В одной из его коротеньких сказок «Ребячья болтовня» дети, собравшиеся на праздник, хвастаются богатством и знатностью своих родителей. Маленькая нарядная девочка, дочь камер-юнкера, высокомерно заявляет, что из человека, у которого фамилия кончается на «сен» (а так кончаются почти все простонародные датские фамилии), ничего путного не может выйти.
Эти разговоры случайно слышит мальчик, прислуживающий на кухне. Понурив голову, уходит он домой. Горько знать, что, как ты не старайся, проку из тебя не будет, потому что твоя фамилия кончается на «сен»: Торвальдсен!
У героев Андерсена фамилии, даже если они не названы, всегда кончаются на «сен», как у самого автора и его знаменитого соотечественника, скульптора Торвальдсена.
Андерсен вышел из глубины простого народа. В наследство он получил все богатство народной поэзии, глубокое знание жизни и безупречное чувство справедливости.
Вот почему все народы мира кладут своим детям в изголовье, как лучший подарок, сказки Андерсена.
У нас в стране он давно уже обрел вторую родину.
Лев Толстой, Добролюбов, Горький с благодарностью и нежностью называли его имя.
Поколение за поколением воспитывалось на его сказках, радуясь, негодуя и сочувствуя до слез его героям.
А с тех пор как у нас не стало бесписьменных народов, он проник в самую глубь нашей страны — в ее горы, леса и степи.
Пожалуй, сам Ганс Христиан Андерсен, величайший мастер изумлять людей полетом воображения, удивился бы, если бы узнал, по каким необъятным просторам земли странствуют его нестареющие сказки.
«Сказка, возбуждающая народное чувство»
У Льва Николаевича Толстого есть одно произведение, в высшей степени замечательное, хоть и не очень известное, на ту же тему, что и «Война и мир», — об Отечественной войне 1812 года.
Толстой рассказал как-то деревенским школьникам, своим ученикам, всю эпопею войны с Наполеоном.
По уговору со школьным учителем он рассказывал им русскую историю «с конца», то есть с новейших времен, а учитель — «с начала», с древнейших.
История «с конца» занимала слушателей гораздо больше, чем история «с начала», — может быть, именно потому, что рассказчиком был Лев Толстой.
Он начал свою историю с Французской революции, рассказал об успехах Наполеона, о завладении им властью и о войне.

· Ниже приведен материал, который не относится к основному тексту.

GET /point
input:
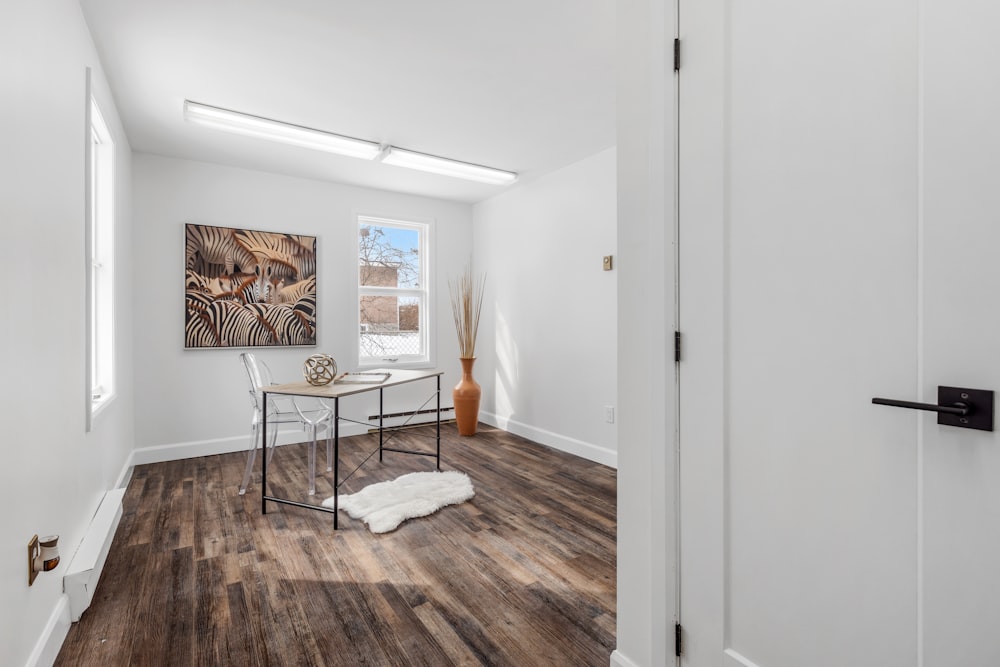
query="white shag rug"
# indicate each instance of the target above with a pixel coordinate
(385, 505)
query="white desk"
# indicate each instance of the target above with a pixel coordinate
(335, 392)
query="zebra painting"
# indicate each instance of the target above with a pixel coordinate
(248, 288)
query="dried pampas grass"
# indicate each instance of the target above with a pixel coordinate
(466, 304)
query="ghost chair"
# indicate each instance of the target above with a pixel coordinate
(312, 414)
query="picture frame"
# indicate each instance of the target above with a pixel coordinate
(248, 288)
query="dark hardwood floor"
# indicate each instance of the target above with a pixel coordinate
(523, 574)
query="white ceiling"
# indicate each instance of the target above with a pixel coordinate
(521, 85)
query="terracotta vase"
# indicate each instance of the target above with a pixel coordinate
(466, 395)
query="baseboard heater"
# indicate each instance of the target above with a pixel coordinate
(412, 424)
(84, 572)
(392, 415)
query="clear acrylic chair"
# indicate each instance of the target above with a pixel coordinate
(313, 415)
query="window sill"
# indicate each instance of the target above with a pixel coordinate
(98, 406)
(411, 365)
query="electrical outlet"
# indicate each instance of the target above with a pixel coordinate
(32, 552)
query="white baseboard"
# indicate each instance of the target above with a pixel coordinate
(619, 660)
(53, 635)
(586, 450)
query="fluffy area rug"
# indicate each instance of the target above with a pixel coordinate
(385, 505)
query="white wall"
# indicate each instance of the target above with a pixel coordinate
(548, 337)
(54, 473)
(194, 402)
(647, 592)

«Как только дошло дело до нас, — пишет Лев Николаевич, — со всех сторон послышались звуки и слова живого участия.
— Что ж, он и нас завоюет?..
…Когда не покорился ему Александр… все выразили одобрение. Когда Наполеон с двенадцатью языками пошел на нас, взбунтовал немцев, Польшу, — все замерли от волнения.
Немец, мой товарищ, стоял в комнате.
— А, и вы на нас! — сказал ему Петька….
…Отступление наших войск мучило слушателей так, что со всех сторон спрашивали объяснений: зачем? И ругали Кутузова и Барклая.
— Плох твой Кутузов.
— Ты погоди, — говорил другой
…Как пришел Наполеон в Москву и ждал ключей и поклонов, — все загрохотало от сознания непокоримости. Пожар Москвы, разумеется, одобрен. Наконец наступило торжество — отступление.

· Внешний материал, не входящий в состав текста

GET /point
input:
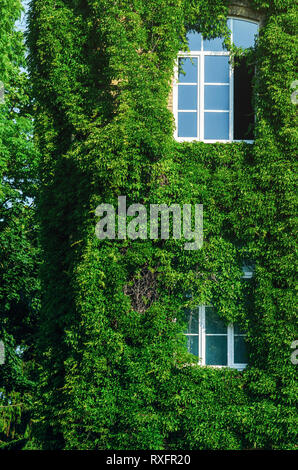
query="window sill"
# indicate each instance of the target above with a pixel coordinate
(191, 139)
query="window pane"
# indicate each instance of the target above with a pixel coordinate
(216, 69)
(240, 350)
(192, 318)
(216, 350)
(194, 40)
(216, 126)
(187, 124)
(238, 330)
(217, 97)
(213, 44)
(244, 33)
(190, 69)
(187, 97)
(243, 108)
(214, 324)
(193, 345)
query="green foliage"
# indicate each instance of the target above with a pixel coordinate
(113, 359)
(19, 285)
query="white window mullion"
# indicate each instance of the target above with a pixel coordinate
(203, 335)
(202, 98)
(175, 97)
(230, 346)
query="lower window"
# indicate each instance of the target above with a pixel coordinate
(213, 342)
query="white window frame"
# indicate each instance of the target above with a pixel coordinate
(202, 342)
(200, 55)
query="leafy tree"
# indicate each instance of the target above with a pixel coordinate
(113, 362)
(19, 286)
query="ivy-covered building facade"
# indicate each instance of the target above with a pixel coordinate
(143, 344)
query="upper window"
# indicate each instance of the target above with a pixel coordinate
(213, 100)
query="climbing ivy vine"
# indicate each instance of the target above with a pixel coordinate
(112, 351)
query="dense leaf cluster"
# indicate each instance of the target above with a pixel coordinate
(113, 377)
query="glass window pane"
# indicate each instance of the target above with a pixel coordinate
(213, 323)
(216, 126)
(194, 40)
(217, 69)
(238, 330)
(192, 318)
(216, 350)
(243, 98)
(187, 97)
(240, 350)
(244, 33)
(193, 345)
(217, 97)
(213, 45)
(187, 124)
(190, 69)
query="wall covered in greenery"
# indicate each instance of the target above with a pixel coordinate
(113, 371)
(19, 284)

— Как он вышел из Москвы, тут Кутузов погнал его и пошел бить, — сказал я.
— Окарячил его! — поправил меня Федька, который, весь красный, сидел против меня и от волнения корчил свои тоненькие черные пальцы…

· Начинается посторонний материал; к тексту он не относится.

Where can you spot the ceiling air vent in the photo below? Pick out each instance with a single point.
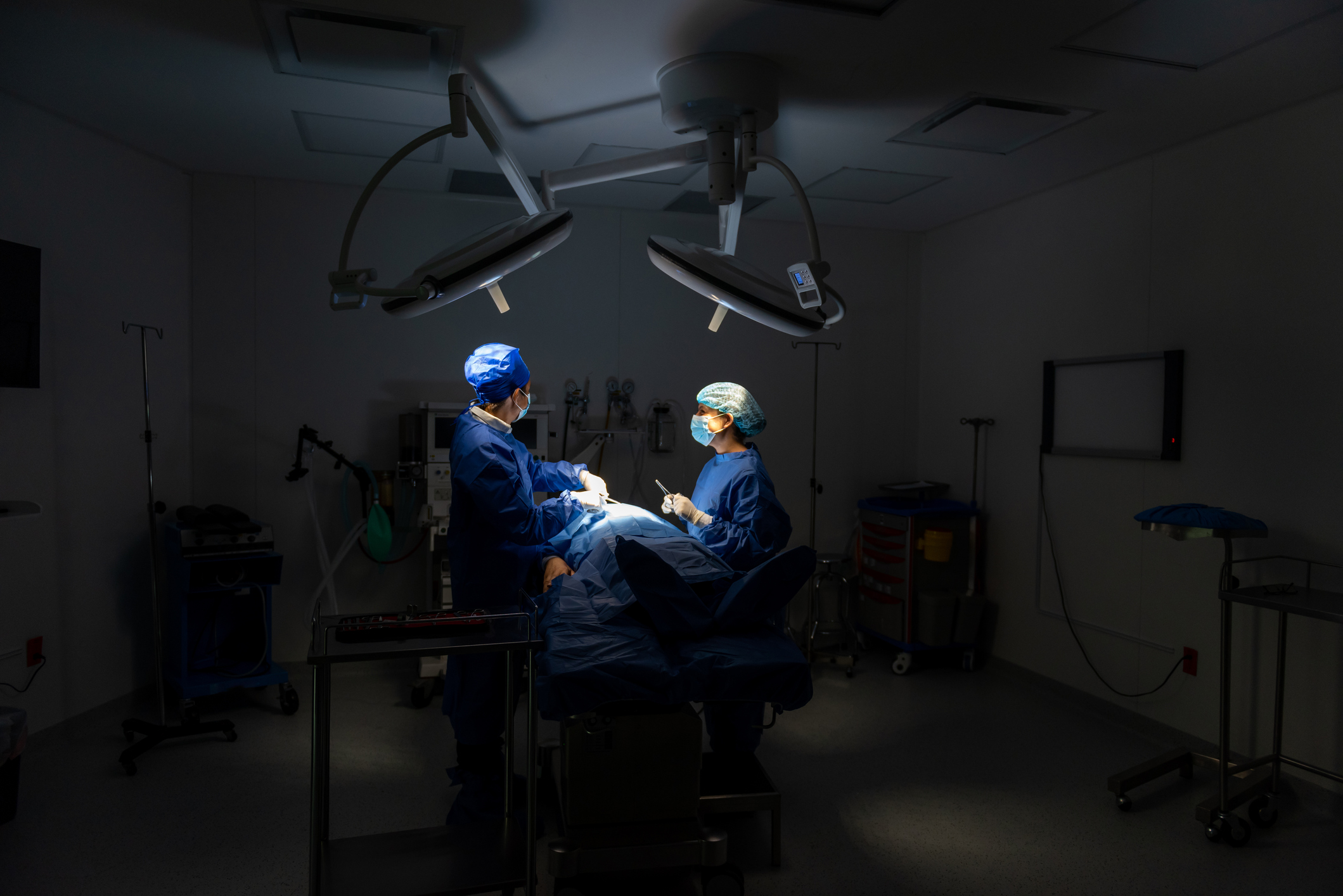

Как только он сказал это, так вся комната застонала от гордого восторга…
— Так-то лучше! Вот те и ключи…
Потом я продолжал, как мы погнали француза…
…как перешли мы границу, и немцы, что против нас были, повернули за нас, кто-то вспомнил немца, стоявшего в комнате.
— А, вы так-то? То на нас, а как сила не берет, так с нами?
И вдруг все поднялись и начали ухать на немца, так что гул на улице был слышен. Когда они успокоились, я продолжал, как мы проводили Наполеона до Парижа… торжествовали, пировали…»
На этом кончает Толстой свою историю Отечественной войны для детей.
Расходились его слушатели разгоряченные, взволнованные, полные боевого пыла.
«…все полетели под лестницу, кто обещаясь задать французу, кто укоряя немца, кто повторяя, как Кутузов его окарячил».
В заключение Толстой приводит очень любопытный свой разговор с немцем, на которого ребята «ухали». Немец не одобрил рассказа Льва Николаевича.
«— Вы совершенно по-русски рассказывали», — сказал он. «— Вы бы послушали, как у нас совершенно иначе рассказывают эту историю».
Толстой ответил ему, что его рассказ — не история, а «сказка, возбуждающая народное чувство».